As we celebrate the victory of the female flight attendants on Cathay Pacific, let’s take a moment to think about our own country’s situation.
In 2015, India’s most reputed government airline, Air India, introduced a change in their uniform to allow western formals for women and more contemporary designs for men. The women now had three different uniforms to choose from – traditional bright yellow sari with a red border, a long black jacket with trousers, and a yellow kurta with black trousers. At first glance, this may seem like a great move, after all, saris, like skirts are not comfortable for everyone (or safe – they are hard to move in, in the event of an emergency landing), and forcing female attendants to wear them is unfair.
Interestingly though, the female flight attendants themselves protested against the change saying that it was a waste of time and money. Especially because it came at a time when Air India didn’t have much money and the attendants’ jobs were under threat. What was the real reason for this change in their uniform? Air India simply wanted to increase its profits and changing its uniforms was a step in that direction, because western outfits are perceived as more ‘modern’ and having a wider appeal. As a result, the change was yet another way of using people as tools to promote a particular image and wasn’t empowering to women at all.

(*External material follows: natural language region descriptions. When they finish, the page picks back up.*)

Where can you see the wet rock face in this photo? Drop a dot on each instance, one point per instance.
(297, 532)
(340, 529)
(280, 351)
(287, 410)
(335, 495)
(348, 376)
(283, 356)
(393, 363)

On the 6th of February, 2017, SpiceJet – another popular Indian airline – brought about a change in their staff’s uniforms to make them, “Redder, Hotter and Spicier.” They were thinking along the same lines as Air India did in 2015, i.e., they were trying to give themselves an image makeover. And the female staff were the ones who they concentrated on making ‘sexier’. Here is a description of the uniform of the female flight attendants:
“For instance, the summer wear for the female cabin crew will include a one-piece dress. They will be attired in a short shift dress, cut and sewn and detailed with accessory elements like a sling bag and box heels; for service, besides a pinafore inspired apron.”
SpiceJet’s idea was to sell their brand by selling women’s ‘sexiness’. You can see this in the image below, note the sharp contrast between the ‘sexiness’ of the male and female uniforms, which I sourced from the article cited immediately above.
These are not the only two cases of Indian airlines trying to use their female flight attendants (by giving them a particular dress code) as selling points. Fashion has often been given importance over function, especially when it comes to women. Whether a uniform is comfortable and safe for the female flight attendants is often overlooked in favour of making them look good for the passengers.
Advertising a woman’s sexuality in places where such an advertisement is not necessary, is not a new method. And it is used by airlines too, to attract potential passengers. But isn’t it high time we changed that?